If even those texts are too demanding on your time, there are now numerous new indexes of Kabbalah that provide at-your-fingertips definitions of key terms and concepts. One of the best in English is Gabriella Samuel’s “The Kabbalah Handbook: A Concise Encyclopedia of Terms and Concepts in Jewish Mysticism” (Penguin Group, 2007). Another is Geoffrey Dennis’s “The Encyclopedia of Jewish Myth, Magic and Mysticism” (Llewellyn, 2007). Dennis’s is the more useful and thorough book, providing sources and scholarly information. Samuel’s is a bit more popular in slant; it includes entries on mandala and mantra as well as messiah and Mishnah, and is clearly in the camp of the practitioners rather than of the scholars. Fair enough; there’s something here for everybody, and both of these indexes are convenient, insightful and easy to read.

A raft of other introductions has appeared, as well. Two of the best are Byron Sherman’s “Kabbalah: An Introduction to Jewish Mysticism” (Rowman & Littlefield, 2006) and David Ariel’s “Kabbalah: The Mystic Quest in Judaism” (Rowman & Littlefield, 2006). Sherman’s book is one of those rare finds: an accessible introductory work written by a distinguished scholar. The author’s command of the historical material is very capable, and he leavens the scholarship with personal perspectives and even meditation instructions. Ariel’s volume is similar. An updated version of his 1990 book, “The Mystic Quest,” it too unites scholarly rigor with a style intended for intelligent spiritual seekers.

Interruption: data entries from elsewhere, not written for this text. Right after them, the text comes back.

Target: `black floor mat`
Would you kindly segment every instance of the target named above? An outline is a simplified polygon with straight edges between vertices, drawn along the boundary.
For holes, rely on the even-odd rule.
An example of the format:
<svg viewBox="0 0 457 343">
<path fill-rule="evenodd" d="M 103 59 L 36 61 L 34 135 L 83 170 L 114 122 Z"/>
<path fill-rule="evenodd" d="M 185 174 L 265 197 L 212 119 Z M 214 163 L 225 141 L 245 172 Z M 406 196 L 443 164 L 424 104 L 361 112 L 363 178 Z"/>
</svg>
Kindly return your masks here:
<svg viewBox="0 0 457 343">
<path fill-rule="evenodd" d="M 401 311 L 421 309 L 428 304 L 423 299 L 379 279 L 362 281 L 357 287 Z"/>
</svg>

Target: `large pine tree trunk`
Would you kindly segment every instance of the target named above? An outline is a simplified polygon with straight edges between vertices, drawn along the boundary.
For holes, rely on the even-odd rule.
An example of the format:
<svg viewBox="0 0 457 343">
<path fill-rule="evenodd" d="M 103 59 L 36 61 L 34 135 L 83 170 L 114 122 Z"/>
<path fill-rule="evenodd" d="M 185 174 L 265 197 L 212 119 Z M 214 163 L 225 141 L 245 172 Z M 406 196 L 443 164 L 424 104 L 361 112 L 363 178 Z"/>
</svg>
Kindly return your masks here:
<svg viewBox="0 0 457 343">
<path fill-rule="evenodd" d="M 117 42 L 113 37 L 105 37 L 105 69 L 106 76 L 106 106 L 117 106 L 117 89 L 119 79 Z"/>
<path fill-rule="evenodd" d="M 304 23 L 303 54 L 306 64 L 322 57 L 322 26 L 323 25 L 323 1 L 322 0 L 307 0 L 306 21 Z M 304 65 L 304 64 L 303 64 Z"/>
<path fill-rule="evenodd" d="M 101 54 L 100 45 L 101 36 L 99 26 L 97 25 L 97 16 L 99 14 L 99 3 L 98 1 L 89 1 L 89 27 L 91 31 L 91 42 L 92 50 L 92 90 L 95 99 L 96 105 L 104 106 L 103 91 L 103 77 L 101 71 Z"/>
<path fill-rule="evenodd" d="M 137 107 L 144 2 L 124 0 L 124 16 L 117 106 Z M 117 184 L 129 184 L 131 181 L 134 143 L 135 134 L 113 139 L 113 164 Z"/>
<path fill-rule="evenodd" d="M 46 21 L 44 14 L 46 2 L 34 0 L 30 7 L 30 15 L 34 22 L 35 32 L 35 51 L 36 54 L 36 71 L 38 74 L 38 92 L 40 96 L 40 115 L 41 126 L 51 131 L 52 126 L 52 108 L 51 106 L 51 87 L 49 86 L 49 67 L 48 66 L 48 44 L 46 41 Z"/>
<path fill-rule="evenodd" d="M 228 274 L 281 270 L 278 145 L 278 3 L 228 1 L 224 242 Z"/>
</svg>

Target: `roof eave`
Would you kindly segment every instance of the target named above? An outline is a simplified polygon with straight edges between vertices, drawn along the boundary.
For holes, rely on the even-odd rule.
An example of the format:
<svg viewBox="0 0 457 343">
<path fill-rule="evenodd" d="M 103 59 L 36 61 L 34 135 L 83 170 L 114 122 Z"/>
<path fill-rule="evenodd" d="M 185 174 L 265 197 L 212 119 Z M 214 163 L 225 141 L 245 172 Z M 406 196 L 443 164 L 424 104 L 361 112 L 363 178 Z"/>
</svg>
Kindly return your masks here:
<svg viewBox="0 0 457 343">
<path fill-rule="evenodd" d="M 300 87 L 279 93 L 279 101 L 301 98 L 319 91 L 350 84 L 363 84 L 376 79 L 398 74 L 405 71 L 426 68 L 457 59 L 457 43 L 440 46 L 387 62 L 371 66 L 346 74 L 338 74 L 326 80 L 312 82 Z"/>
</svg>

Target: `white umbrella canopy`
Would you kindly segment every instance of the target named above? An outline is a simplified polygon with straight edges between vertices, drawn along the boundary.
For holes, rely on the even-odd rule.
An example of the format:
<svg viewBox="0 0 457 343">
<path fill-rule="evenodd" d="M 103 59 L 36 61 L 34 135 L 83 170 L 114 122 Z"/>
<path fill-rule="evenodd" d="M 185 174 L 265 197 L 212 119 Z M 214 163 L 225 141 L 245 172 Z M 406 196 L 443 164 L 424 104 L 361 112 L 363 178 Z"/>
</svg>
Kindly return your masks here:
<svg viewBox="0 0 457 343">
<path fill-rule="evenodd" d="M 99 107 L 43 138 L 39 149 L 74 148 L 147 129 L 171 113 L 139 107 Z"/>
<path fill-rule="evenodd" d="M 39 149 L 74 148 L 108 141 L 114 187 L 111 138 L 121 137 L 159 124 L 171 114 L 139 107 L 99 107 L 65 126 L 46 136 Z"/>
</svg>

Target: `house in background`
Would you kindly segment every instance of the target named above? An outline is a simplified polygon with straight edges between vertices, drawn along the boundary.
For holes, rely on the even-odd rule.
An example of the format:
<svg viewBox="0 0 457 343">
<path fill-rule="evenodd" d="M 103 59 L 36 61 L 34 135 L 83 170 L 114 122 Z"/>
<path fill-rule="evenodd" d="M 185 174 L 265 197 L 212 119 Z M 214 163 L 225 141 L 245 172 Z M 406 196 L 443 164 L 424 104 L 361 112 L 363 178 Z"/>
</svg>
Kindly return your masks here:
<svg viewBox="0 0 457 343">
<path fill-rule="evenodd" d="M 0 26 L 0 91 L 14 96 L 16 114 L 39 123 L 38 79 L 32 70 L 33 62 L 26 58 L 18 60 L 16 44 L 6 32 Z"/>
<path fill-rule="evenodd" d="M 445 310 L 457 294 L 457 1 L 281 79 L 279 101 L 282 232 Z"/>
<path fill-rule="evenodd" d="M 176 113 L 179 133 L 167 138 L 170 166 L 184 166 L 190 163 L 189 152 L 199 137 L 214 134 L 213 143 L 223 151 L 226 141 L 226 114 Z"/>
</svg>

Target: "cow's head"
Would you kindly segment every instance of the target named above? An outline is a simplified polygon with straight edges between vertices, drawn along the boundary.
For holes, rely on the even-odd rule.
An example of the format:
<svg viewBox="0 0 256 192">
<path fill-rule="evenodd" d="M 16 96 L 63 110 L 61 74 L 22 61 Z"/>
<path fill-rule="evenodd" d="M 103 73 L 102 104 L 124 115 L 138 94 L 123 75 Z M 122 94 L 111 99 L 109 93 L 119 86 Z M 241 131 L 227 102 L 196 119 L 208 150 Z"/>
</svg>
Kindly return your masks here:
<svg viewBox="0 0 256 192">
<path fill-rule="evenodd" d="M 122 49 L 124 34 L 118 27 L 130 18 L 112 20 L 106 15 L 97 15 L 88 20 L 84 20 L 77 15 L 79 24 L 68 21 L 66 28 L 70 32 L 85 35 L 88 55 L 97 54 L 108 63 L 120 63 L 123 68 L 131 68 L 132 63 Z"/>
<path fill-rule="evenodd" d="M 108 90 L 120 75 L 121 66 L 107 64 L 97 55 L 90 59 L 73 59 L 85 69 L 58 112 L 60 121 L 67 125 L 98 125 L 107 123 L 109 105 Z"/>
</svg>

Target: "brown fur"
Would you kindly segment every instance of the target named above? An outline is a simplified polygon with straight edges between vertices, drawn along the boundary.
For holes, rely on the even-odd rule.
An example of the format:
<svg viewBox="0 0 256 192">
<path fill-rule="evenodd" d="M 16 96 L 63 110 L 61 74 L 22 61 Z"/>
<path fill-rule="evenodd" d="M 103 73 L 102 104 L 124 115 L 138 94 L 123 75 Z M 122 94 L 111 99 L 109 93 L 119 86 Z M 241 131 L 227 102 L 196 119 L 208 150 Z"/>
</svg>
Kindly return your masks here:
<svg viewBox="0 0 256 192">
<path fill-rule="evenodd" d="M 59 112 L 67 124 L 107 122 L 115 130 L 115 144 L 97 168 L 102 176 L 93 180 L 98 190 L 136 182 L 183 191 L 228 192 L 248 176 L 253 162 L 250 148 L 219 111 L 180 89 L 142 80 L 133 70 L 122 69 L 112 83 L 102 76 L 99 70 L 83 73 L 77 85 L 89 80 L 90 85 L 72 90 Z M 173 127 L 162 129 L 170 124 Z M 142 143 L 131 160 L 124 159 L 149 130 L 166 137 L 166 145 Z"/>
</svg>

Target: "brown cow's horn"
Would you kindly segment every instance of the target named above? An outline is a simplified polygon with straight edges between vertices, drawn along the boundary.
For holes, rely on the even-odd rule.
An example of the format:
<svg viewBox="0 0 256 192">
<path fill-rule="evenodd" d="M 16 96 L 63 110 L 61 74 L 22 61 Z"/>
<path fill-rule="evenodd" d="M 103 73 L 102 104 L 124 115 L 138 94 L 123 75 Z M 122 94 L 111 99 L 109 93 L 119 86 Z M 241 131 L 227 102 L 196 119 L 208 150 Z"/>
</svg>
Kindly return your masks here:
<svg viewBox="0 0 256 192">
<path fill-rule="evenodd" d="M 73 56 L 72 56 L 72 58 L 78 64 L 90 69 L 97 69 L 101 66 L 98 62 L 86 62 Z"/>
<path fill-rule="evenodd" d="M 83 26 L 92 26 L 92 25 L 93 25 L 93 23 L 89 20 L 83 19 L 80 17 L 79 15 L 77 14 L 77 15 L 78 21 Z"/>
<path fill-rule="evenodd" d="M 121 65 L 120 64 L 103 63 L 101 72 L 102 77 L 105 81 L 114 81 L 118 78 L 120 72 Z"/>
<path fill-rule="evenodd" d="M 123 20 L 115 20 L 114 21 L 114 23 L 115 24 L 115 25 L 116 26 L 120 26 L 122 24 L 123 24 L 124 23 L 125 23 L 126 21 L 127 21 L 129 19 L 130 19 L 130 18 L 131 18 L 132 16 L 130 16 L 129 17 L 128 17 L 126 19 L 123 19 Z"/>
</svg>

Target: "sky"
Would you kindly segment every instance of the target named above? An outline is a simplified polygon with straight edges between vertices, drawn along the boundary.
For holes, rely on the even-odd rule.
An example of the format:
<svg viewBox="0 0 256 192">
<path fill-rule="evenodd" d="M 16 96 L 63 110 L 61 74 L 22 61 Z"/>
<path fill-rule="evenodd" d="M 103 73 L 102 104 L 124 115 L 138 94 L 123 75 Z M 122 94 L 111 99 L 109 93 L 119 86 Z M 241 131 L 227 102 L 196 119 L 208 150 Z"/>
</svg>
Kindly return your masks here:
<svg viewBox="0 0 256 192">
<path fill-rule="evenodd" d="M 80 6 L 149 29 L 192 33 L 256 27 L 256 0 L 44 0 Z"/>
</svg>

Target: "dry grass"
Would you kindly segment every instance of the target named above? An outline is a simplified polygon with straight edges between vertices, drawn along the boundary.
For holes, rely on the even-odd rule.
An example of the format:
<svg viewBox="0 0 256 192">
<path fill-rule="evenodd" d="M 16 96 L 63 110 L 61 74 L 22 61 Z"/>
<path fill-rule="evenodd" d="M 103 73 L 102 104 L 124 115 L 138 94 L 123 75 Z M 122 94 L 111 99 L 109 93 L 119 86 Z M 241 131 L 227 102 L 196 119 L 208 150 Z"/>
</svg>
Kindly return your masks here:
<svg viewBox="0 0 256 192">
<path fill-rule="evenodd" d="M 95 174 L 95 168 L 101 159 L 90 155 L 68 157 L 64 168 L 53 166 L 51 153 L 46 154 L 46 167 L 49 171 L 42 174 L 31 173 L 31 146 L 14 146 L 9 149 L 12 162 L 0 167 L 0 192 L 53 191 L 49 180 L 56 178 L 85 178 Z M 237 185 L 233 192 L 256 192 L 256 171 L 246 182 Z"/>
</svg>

[Equally important information deleted. For copyright reasons, the entire article can't be reproduced. Please read the entire article: http://www.forward.com/articles/13611/]

Finally, the academic and popular trends are beginning to converge, often in surprising ways. First, more and more scholars are studying contemporary Kabbalah, with fruitful results. Jody Myers’s excellent debunking of The Kabbalah Centre, “Kabbalah and the Spiritual Quest: The Kabbalah Centre in America” (Praeger, 2007), for example, is marked by a scholarly rigor, objectivity and depth of analysis that is absent among the center’s usual promoters and detractors. It’s a must-read for those interested in the truth and hucksterism behind the red strings and expensive bottles of water. Other scholars find that they are as much participants and observers in the work they do. Chava Weissler, for example, embraces the “participant-observer” role in her studies of Jewish renewal. Avraham Elqayam, a professor at Bar-Ilan, has questioned the very basis of academic study of Kabbalah, charging that it is elitist and Eurocentric. Even this article, by someone who teaches Kabbalah both in universities and at retreat centers, and who is writing both a non-academic book on nondual Judaism and an academic dissertation on Jacob Frank, is in some respects an exercise in participant-observation and boundary-crossing.

Perhaps Kabbalah has not gone out of style so much as it has come of age. For some, Kabbalah answers an unmet need for myth, symbol and access to the trans-rational. For others, it is a flowering of Jewish poetic imagination, worthy of study and examination. And for others still, it’s a flash in the pan. As they say, all that glitters is not gold. But after 10 years, maybe some of it is.